I never would’ve found out about The Lost Art of Keeping Secrets by Eva Rice if it weren’t for Ari of Emily and Her Little Pink Notes. She has been recommending this under-the-radar book for some time now. I saw the premise and was intrigued. I’m glad that the trade paperback edition of the book is available in Fully Booked for P599. I love the cover too, I think it looks glamorous. Don’t you feel like the cover is tempting you to read and see if the story inside is just as good as the outside?
It’s amazing how an invitation to afternoon tea can change everything and yet that is what happens when Penelope is dragged by Charlotte to tea at Aunt Clare’s. Penelope lives in a crumbling, ancestral home called Milton Magna with her younger brother and mother. Penelope’s mother, Talitha, is a sensational beauty who doesn’t quite know what to do with the house and her children now that her husband is gone because of the war. Money is a constant problem in their everyday lives. Penelope and Charlotte’s fateful meeting at a bus stop signals the start of a beautiful friendship as they are both young teenage girls who belong to the unique class of impoverished toffs. While these two girls have very different personalities – Penelope is reserved while Charlotte is vivacious and bursting with enthusiasm – they have a lot in common such as their undying love for the American singer Johnnie Ray, the pressure that they feel to look for a rich man to marry and wanting to buy lovely clothes that they can’t afford. When Penelope is asked by Charlotte’s cousin Harry to accompany him to a party to make his ex-girlfriend jealous, Penelope gets swept away to the sparkling and glamorous world of 1950s London.
I don’t think I’ve ever read anything like The Lost Art of Keeping Secrets. I enjoyed reading about England in the 1950s and how young people are adjusting after the war. It’s a world filled with Dior gowns from Selfridges, jazz music, cigarette smoke and champagne. I’ve always known that the Philippines is heavily influenced by American pop culture and I found it funny that apparently, London in the 1950s was the same.
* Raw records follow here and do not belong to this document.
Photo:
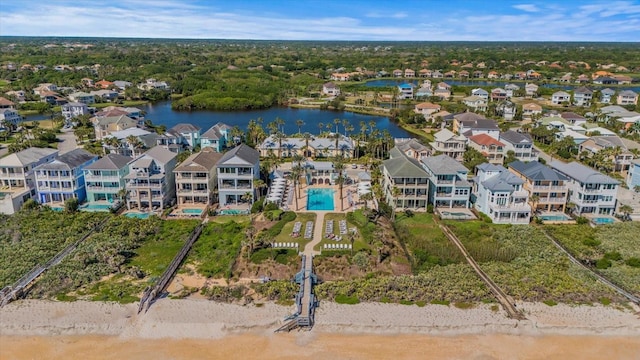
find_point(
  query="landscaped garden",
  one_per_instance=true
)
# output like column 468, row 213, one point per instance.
column 613, row 250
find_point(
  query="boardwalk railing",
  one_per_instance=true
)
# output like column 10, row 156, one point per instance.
column 152, row 292
column 14, row 291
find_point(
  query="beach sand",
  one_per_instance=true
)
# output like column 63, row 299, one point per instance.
column 201, row 329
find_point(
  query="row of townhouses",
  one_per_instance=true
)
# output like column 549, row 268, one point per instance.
column 152, row 180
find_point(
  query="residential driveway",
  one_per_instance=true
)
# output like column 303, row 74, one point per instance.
column 68, row 141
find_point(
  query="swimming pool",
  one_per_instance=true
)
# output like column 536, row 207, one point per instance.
column 137, row 215
column 192, row 211
column 602, row 220
column 554, row 217
column 320, row 199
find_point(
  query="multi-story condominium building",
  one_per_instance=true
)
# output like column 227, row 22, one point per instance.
column 216, row 137
column 17, row 181
column 582, row 96
column 521, row 144
column 491, row 148
column 316, row 147
column 469, row 124
column 627, row 97
column 450, row 144
column 74, row 109
column 236, row 171
column 620, row 156
column 448, row 185
column 196, row 178
column 548, row 190
column 63, row 178
column 500, row 195
column 407, row 175
column 150, row 183
column 589, row 190
column 633, row 176
column 106, row 178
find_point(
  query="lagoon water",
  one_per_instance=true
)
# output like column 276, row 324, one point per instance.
column 162, row 114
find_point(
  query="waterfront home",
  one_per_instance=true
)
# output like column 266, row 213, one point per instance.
column 407, row 175
column 531, row 89
column 236, row 172
column 17, row 180
column 620, row 156
column 412, row 148
column 560, row 97
column 606, row 95
column 591, row 191
column 491, row 148
column 426, row 109
column 500, row 195
column 104, row 126
column 627, row 97
column 582, row 96
column 448, row 185
column 476, row 103
column 150, row 182
column 316, row 147
column 330, row 89
column 633, row 176
column 63, row 178
column 106, row 178
column 469, row 124
column 216, row 137
column 9, row 116
column 521, row 144
column 548, row 190
column 74, row 109
column 405, row 91
column 82, row 97
column 531, row 109
column 196, row 178
column 450, row 144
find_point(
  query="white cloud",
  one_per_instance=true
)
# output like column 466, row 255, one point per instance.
column 526, row 7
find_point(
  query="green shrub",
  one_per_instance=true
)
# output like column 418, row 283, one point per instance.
column 603, row 264
column 633, row 262
column 348, row 300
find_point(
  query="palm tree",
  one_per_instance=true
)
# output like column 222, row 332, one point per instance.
column 299, row 123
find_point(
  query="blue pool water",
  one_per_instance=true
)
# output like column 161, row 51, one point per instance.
column 602, row 221
column 320, row 199
column 558, row 217
column 192, row 211
column 137, row 215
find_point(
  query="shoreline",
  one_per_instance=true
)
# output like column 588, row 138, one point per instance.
column 194, row 328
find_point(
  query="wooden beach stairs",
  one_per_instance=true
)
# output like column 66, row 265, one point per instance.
column 306, row 301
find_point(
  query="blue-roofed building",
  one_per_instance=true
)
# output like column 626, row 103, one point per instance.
column 500, row 195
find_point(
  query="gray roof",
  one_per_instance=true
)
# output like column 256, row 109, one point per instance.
column 515, row 137
column 535, row 170
column 581, row 173
column 160, row 154
column 403, row 166
column 69, row 161
column 242, row 151
column 505, row 181
column 204, row 160
column 110, row 162
column 443, row 165
column 32, row 155
column 185, row 128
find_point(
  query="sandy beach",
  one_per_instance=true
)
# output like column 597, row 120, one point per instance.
column 199, row 329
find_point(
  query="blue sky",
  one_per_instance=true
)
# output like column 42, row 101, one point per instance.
column 419, row 20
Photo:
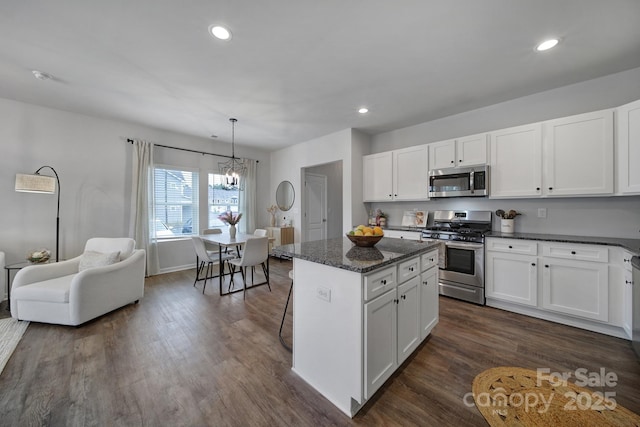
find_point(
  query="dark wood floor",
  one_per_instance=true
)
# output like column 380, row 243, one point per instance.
column 184, row 358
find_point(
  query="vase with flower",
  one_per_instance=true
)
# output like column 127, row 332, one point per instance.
column 231, row 219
While Penelope, Charlotte and all other English girls are madly in love with Johnnie Ray, her brother Inigo is obsessed with Elvis Presley. Things that come from America are viewed as shiny, interesting and worthy of reverence (even Americans themselves). Isn’t it delightful when you find something in common with a novel set halfway across the world in a time before your parents were even born? At its heart, The Lost Art of Keeping Secrets is an enchanting coming-of-age story spiced with complicated family relationships, newfound friendships, young love and even has a house (Milton Magna) that feels like it’s a character in the book rather than a place. This is a captivating novel with well-developed, quirky characters that you can’t help but like. Highly recommended for fans of novels set in England or for anyone who’s looking for something different.